Independents and a base enthusiasm edge are providing the difference. While 59% and 48% represent the percentage of all Americans interested in each convention, there is both an enthusiasm gap among the bases (79% of Dems compared with 70% of Reps) as well as a gap in enthusiasm among independents, who are more interested in the Democratic convention by 12 points.

Another key finding in Pew’s survey, Clinton supporters are highly interested in her convention speech. What she says and how she handles the moment should have a significant impact on some of her supporters who have been slow to support Obama. As the findings show, her supporters still care more about what she has to say than what the party’s nominee does.

Though Pew didn’t ask this question, I’d suspect many of Hillary’s supporters will be paying attention to Bill for “the real clues” as to how the Clintons feel. If Hillary gives a warm, embracing speech but Bill is tepid in his support, that’s the kind of thing that her voters may well see as “she’s being the consummate professional, he’s signaling us about what they really feel about this guy.”

FiveThirtyEight interest in the conventions will be higher this year too, since we’ll be covering them on location. I asked Nate what angles he thought we should pursue, and he said, “I dunno. Like, politics and stuff.” I’ll let him tell you more about that this weekend, but I will be looking specifically for firsthand information about the ground game for each side. We also seek free palatial accommodations with convenient access to the site, so if our loyal Colorado and Minnesota readers could make that happen for us, that’d be great.

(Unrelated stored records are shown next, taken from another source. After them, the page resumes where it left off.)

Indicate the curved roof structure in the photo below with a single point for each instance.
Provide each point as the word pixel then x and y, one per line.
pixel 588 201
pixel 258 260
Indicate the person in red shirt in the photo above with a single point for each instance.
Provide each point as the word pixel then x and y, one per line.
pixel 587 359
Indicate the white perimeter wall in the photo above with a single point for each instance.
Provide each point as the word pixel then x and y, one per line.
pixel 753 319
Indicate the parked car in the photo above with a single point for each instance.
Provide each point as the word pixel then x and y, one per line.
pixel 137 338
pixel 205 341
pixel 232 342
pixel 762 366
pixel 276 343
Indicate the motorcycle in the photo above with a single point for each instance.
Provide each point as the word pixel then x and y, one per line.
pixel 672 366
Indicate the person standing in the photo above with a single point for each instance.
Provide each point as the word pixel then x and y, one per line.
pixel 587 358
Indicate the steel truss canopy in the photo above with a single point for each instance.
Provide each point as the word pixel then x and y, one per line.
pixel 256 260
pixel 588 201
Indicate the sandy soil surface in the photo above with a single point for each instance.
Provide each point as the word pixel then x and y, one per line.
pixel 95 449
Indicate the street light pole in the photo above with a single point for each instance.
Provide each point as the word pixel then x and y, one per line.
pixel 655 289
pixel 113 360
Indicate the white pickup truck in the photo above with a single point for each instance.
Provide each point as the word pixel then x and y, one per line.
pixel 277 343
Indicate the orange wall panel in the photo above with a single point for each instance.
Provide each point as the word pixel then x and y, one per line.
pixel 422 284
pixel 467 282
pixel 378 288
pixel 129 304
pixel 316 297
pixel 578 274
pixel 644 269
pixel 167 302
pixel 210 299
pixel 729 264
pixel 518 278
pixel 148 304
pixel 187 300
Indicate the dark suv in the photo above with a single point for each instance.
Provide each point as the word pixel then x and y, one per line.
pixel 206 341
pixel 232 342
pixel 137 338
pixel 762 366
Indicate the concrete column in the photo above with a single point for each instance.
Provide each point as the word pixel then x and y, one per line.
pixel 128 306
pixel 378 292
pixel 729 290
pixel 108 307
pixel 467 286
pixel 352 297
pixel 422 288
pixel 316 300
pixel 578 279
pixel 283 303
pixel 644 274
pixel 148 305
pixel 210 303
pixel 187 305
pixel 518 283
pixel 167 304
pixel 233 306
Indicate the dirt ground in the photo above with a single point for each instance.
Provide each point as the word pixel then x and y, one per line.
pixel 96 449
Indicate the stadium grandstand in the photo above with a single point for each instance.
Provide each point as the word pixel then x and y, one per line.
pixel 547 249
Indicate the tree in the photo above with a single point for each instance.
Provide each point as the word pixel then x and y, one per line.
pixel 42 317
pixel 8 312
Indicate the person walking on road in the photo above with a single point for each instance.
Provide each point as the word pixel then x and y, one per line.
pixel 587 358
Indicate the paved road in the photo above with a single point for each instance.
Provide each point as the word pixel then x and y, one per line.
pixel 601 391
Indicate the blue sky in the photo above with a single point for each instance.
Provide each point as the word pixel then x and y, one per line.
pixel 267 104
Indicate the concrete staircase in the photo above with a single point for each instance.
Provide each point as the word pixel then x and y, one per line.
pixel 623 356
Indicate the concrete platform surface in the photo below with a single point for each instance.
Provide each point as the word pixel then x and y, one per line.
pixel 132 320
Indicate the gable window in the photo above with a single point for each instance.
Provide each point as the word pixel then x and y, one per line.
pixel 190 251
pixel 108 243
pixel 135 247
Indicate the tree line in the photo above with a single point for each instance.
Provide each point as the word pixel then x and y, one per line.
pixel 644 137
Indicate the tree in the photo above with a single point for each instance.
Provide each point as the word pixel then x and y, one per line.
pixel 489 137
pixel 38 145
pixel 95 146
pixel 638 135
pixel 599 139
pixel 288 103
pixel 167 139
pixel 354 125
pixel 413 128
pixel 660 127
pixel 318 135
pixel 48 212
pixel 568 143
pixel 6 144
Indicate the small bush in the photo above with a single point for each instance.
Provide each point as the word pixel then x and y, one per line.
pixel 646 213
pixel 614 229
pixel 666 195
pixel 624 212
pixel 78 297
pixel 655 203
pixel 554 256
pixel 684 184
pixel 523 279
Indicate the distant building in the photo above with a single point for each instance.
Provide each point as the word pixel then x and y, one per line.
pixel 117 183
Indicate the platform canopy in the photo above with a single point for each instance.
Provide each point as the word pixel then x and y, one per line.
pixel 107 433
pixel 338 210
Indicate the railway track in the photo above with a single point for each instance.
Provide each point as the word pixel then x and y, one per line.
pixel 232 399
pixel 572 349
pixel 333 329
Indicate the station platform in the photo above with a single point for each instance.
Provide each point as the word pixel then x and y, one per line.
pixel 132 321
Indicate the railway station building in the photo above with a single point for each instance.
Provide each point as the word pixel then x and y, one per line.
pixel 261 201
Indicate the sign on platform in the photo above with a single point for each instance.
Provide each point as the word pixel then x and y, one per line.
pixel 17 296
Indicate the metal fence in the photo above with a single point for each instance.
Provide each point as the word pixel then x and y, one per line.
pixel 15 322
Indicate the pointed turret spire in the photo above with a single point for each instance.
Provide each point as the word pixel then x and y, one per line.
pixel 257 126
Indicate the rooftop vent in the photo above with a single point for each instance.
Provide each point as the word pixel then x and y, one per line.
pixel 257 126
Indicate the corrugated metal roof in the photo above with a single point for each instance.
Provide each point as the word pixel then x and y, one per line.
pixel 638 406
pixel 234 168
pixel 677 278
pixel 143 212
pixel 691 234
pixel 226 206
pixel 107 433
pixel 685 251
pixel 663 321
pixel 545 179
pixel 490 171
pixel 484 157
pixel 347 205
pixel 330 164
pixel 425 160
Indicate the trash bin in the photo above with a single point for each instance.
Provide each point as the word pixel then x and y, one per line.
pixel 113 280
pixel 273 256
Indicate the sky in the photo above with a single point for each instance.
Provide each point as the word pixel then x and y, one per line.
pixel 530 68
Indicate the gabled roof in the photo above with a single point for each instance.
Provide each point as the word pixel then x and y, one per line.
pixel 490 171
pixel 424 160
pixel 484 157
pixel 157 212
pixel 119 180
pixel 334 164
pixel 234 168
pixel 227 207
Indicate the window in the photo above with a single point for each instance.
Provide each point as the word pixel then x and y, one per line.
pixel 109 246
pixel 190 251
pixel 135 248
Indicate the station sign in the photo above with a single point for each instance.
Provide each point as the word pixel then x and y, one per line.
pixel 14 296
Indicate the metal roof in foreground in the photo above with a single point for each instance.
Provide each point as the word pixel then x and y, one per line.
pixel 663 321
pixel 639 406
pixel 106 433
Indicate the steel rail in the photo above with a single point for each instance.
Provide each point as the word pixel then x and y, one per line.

Incidentally, and this isn’t worth a whole separate post, Obama may be holding off on the VP announcement – even though he acknowledges he’s decided – because right now he’s sitting in a sweet spot. The whole political press is hanging on every word and tea leaf while Obama hammers McCain for a gift-wrapped gaffe. From an Obama perspective, there’s not much downside. Though Halperin implies Obama doesn’t care about setting folks’ ringtones off in the middle of the night.

One additional gift-wrapped line for Tim Kaine, were it to be him: he would get to call himself “one of McCain’s many governors.”